What is 3D Secure?
3D Secure (3DS) is a tool developed by Visa and used by MasterCard (called "Verified by Visa" and "MasterCard SecureCode" respectively) to combat eCommerce fraud. It effectively consists of a prompt from the issuing bank for the cardholder to enter their “password” or some other authentication information during checkout. It supports all Visa type cards including Electron, Visa Debit and Visa Credit (but not 3V vouchers) and all MasterCard type cards including Debit MasterCard, Maestro and MasterCard Credit (but not Laser when used as a Laser card, i.e. on a Irish site).
Do I need 3D Secure?
If you wish to accept Maestro eCommerce transactions, then yes, as it is mandatory. If not, check with your acquiring bank. Some require it and others don't. Even if they don't require it, we would recommend enabling it as it provides the merchant with peace of mind. Many merchants don't consider fraud an issue until they get their first fraudulent chargeback, and then they want 3DS ASAP!
Cart abandonment due to 3D Secure:
Some merchants are reluctant to set up 3D Secure because they believe that it will cause high cart abandonment. This used to be the case, but recently some acquirers have been mandating 3DS for a lot of sites. This means that the public are a lot more aware and accepting of 3DS. It does depend on your customer demographic though; a computer parts retailer will have almost no abandonment whereas a book retailer may have less customer awareness about it.

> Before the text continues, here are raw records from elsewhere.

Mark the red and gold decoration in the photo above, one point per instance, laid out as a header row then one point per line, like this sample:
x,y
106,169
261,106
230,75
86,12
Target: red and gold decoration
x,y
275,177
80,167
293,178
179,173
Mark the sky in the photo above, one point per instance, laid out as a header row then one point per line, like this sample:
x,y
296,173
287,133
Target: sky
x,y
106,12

The best way to combat this is to inform customers before they get to the checkout that 3DS will be prompted for. A trial week is also advisable, to get a feel for it and maybe feedback from your customers.
Integrating into 3D Secure:
In order to get 3DS all you have to do is request it of WorldNet (email: firstname.lastname@example.org). If you are using our Hosted Payment Page integration method then there is no extra development work. If using XML then we will forward you or your developer the necessary documentation to integrate into our separate MPI page for performing the 3D Secure request separately, before the XML transaction. We will also supply you with the logos that are required to be on your site.
Going live with 3D Secure:
Once WorldNet have fully registered 3DS for you with Visa, MasterCard, your acquiring bank and ourselves, we will let you know that we are ready to go live. To go live we will ask you to have a live Visa card and MasterCard ready to test once we enable it.
Ongoing monitoring of 3D Secure:
Merchants are protected by 3DS for all transactions that go through the process successfully. Some transactions can fail authentication, so all transactions should be checked in our SelfCare system before fulfilment. If marked “Y” (Fully Authenticated) then the merchant is protected, if “A” (Attempted authentication) then the merchant is protected for all but north American corporate/business cards, but if marked “N” then no liability shift is in place. See our SelfCare guide for more information.
If a transaction is marked as “N” but is approved, this normally means that the card type does not support 3DS (such as American Express). It could also mean though there was some problem authenticating 3DS, but the acquirer decided to proceed with the transaction anyway.
Some more info about 3D Secure:
- 3DS works by confirming that the buyer is the cardholder. If the cardholder has not set up 3DS yet or if their bank doesn't support it yet, it's not the merchant's fault, and therefore the merchant is not liable for fraud for the transaction (n.b. there are some rare exceptions to this, e.g. for corporate cards).
- If the cardholder has not yet set up 3DS they will have the option to skip set up and proceed with the payment (they can do this a maximum of 3 times on their account) or set up 3DS during the payment (this will not abandon the payment).
- 3DS is completely integrated into the WorldNet Hosted Payment Page, so if your site is using this, all you have to do is ask us to turn it on! There's no set up charge either. Sometimes it can take a while to set up with Visa, MasterCard and the acquiring bank though, so do give us as much notice as possible.
- 3DS does not actually have to be displayed during checkout for the merchant to be protected.
- 3DS protects against fraud, not chargebacks. You can still get chargebacks for non-fraud related reasons, such as if the customer doesn't receive the goods or if the customer refutes the quality of the goods, etc.
- 3DS does not support pre-authorisations.